En lisant Le club des pantouflards de Christian Cotttet-Emard
Je me demandais si j’aurais le temps, avant le match, de lire ce petit livre reçu ce matin, mais à peine l’ai-je commencé que la question valdinguait: le bouquin paru à l’enseigne de la collection Petite Nuit m’a bel et bien scotché. Ainsi sont les véritables écrivains, qui vous tiennent par le bout de la phrase et ne vous lâchent plus que vous ne les ayez lus jusqu’au bout.
C’est au charme que Christian Cottet-Emard nous attrape : je l’avais ressenti une première fois dans un livre sentant bon la littérature, le réalisme magique des Italiens ou des Belges, quelque chose de peu français en tout cas, sauf le délié de la phrase et cette musique précise mais un peu voilée de nostalgie. Le grand variable était à vrai dire une espèce de roman-poème, entre le rêve et l’irréalité, et déjà le lyrisme mélancolique et la fantaisie inventive de l’auteur m’avaient séduit tout en douceur.
Or on retrouve, avec sa neige lyonnaise, cette atmosphère dans Le club des pantouflards, d’une ligne pourtant plus claire et d’un humour plus enjoué à l’anglaise (on pense évidemment à Jerome K. Jerome et au Chesterton du Club des métiers bizarres), où tout semble s’arranger mais pour la perte du chômeur Effron Nuvem qu’a gravement compromis un notable en l’introduisant au club des pantouflards alors que, jusque-là, il se contentait de lire Gogol en savourant ses sardines portugaise Roses de France.

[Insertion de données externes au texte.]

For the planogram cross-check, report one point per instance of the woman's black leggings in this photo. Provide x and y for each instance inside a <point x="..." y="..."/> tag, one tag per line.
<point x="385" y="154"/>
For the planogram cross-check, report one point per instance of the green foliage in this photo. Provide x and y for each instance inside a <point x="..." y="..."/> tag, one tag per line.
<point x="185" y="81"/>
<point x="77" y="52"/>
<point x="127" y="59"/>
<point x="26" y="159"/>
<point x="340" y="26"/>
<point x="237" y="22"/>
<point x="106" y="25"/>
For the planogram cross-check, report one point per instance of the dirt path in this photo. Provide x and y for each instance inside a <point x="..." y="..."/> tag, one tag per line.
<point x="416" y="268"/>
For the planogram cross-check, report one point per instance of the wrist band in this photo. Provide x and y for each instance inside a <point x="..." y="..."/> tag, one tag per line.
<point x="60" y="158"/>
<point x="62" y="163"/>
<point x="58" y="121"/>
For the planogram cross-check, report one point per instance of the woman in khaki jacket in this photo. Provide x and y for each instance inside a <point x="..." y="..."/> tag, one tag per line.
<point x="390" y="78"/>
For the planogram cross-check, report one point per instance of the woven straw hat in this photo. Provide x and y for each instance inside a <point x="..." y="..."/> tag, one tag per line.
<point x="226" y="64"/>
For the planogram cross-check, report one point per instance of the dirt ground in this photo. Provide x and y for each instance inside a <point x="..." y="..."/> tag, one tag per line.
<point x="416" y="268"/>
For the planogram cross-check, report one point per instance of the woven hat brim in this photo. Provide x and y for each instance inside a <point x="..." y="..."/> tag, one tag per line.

On n’est pas loin de Vialatte non plus mais avec un ton qui n’est que de Cottet-Emard, autant que ses phrases et ses détails, ses malices et sa tendre attention aux choses et aux gens, aux saveurs et aux bonheurs que ménagent l’apéro Suze-cassis ou le cigare de fin de matinée.
Tout à l’heure il y aura le match à la télé. J’espère sincèrement que la France se fera brosser par les Togolais. Je le dis en clignant de l’œil à l’ami Bona Mangangu, dont je parlerai demain du livre remarquable qu’il a publié de son côté, évoquant le pays de son enfance avec un lyrisme de vrai poète et une virulence d’amant déçu, dans une langue flamboyante et sans s’aveugler sur les douleurs de son cher Congo.
D’un absurde l’autre, nous revoici, un quart d’heure avant le délire national et multi, chez Gogol « à Vaise et ailleurs », dans ce drôle de monde où se faire avaler sa carte de crédit par une machine suffit à vous priver d’identité. Nous autres, nous savons pourtant qui nous sommes, avec ou sans carte de crédit, nous les empantouflés de la vie…
Christian Cottet-Emard. Le club des pantouflards. Editions Nykta, coll. Petite nuit, 73p.
Commentaires
J'ai aussi adoré cette petite fiction qui mêle humour et étrange, conduite avec une qualité d'écriture aujourd'hui rare. Je lui consacre une note sur mon blog.
Merci de nous le signaler. Moi aussi je me suis régalé la truffe.
Vous avez raison, JJN, de souligner la dimension politique de ce faux polar si juste d'observation et de ton. L'invention du petit blindé noir distributeur de biftons suffit à en dire plus que long, et le climat du récit est magnifiquement tenu. Quand je vois les choses qui s'entassent autour de ma table pour la rentrée, je me dis une fois de plus que la Qualité est à chercher derrière le tas...
Excellent livre et sympathique éditeur prenant de vrais risques. J'ai eu le bonheur de publier chez eux cette année.